Obviously tying Molyneux to the project was intended to create some buzz, and it did for a time. But that initial hype hasn’t transformed into a flood of cash for the fledgling project. The pitch is also kind of bland. It’s entirely conceptual, shows nothing but ideas and concept art, and delves into a genre that doesn’t seem to have much support. Having Molyneux in addition to any project is probably a good thing, but it can’t be the only thing.
So far it seems there are three key features a project can have in order to be successful; a popular developer that has the community’s trust, a truly innovative idea, or a project that is already almost finished. Project GODUS has none of these features. At first it seemed as if Molyneux’s presence alone would allow them to raise the capital they needed, but now that doesn’t seem to be the case. They’re not pitching a completely unique or innovative idea and the project is still only in concept stages. As far as Kickstarter pitches go, Project GODUS doesn’t have a leg to stand on.
There’s still time obviously, they even announced today that they will now also be supporting Mac although it doesn’t seem to have made their numbers jump, yet.

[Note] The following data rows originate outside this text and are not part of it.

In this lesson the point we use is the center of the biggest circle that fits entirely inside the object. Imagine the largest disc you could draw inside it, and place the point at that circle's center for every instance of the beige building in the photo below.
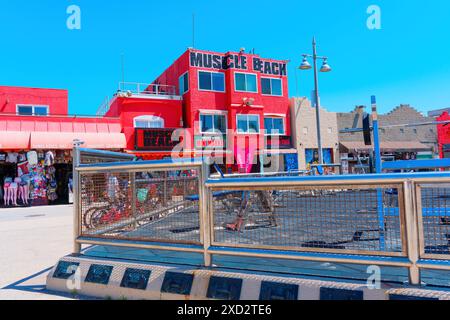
(304, 132)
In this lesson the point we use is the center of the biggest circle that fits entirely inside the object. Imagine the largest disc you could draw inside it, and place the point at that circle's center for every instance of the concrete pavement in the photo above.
(31, 242)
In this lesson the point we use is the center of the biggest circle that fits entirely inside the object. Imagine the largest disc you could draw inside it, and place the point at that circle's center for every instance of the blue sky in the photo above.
(407, 61)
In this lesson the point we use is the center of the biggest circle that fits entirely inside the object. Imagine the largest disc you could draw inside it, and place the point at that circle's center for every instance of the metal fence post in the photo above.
(412, 232)
(132, 178)
(205, 213)
(76, 196)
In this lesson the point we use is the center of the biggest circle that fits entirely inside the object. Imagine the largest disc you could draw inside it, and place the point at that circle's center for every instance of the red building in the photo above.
(444, 136)
(231, 105)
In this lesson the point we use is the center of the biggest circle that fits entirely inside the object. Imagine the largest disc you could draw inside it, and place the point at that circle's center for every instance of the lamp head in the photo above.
(305, 64)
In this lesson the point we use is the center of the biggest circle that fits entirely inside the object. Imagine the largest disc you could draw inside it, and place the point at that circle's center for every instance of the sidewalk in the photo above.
(31, 241)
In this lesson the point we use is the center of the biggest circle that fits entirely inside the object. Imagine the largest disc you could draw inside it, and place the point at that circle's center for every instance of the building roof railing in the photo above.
(145, 89)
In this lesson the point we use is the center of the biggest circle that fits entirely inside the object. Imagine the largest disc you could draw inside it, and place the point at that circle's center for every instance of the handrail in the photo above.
(147, 89)
(406, 248)
(332, 179)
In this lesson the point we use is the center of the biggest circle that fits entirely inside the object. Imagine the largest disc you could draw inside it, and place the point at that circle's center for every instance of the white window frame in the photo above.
(253, 74)
(148, 118)
(246, 115)
(33, 106)
(182, 93)
(212, 90)
(275, 117)
(212, 113)
(271, 94)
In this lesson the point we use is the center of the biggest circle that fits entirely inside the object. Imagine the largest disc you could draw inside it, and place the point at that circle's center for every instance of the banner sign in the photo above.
(155, 139)
(210, 142)
(237, 61)
(284, 142)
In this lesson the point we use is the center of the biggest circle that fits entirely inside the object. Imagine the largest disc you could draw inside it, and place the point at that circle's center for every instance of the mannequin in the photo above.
(13, 187)
(22, 191)
(6, 186)
(10, 189)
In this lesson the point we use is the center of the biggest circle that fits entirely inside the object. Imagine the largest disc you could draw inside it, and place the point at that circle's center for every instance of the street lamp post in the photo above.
(325, 68)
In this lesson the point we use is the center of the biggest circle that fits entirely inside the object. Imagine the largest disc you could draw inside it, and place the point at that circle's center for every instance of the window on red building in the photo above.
(247, 123)
(213, 123)
(184, 83)
(211, 81)
(32, 110)
(274, 125)
(245, 82)
(271, 86)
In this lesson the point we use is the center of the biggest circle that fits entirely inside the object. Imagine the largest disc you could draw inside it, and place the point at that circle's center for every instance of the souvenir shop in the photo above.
(36, 177)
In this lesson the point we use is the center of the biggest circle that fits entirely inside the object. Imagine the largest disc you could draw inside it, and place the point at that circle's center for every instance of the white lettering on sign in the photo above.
(236, 61)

Adding Mac support is a great way to broaden a project’s potential donor base so maybe it will be enough to turn the tide, but it also tells everyone that they are aware they need the cash.
Even though this could end-up being a fail of epic proportions, I mean Molyneux did leave Lionhead to start 22 Cans and this is their first project, it also shows that the Kickstarter community is slowly learning to be a bit more frugal in their choices. Earlier this year everyone was throwing their money around, but now unless you’ve got a truly great project or an amazing pitch the Kickstarter community is picking their projects much more carefully. It’s sad that Molyneux’s next great game might not get made, but it also shows that if you want your pitch to be successful it needs more than just name recognition.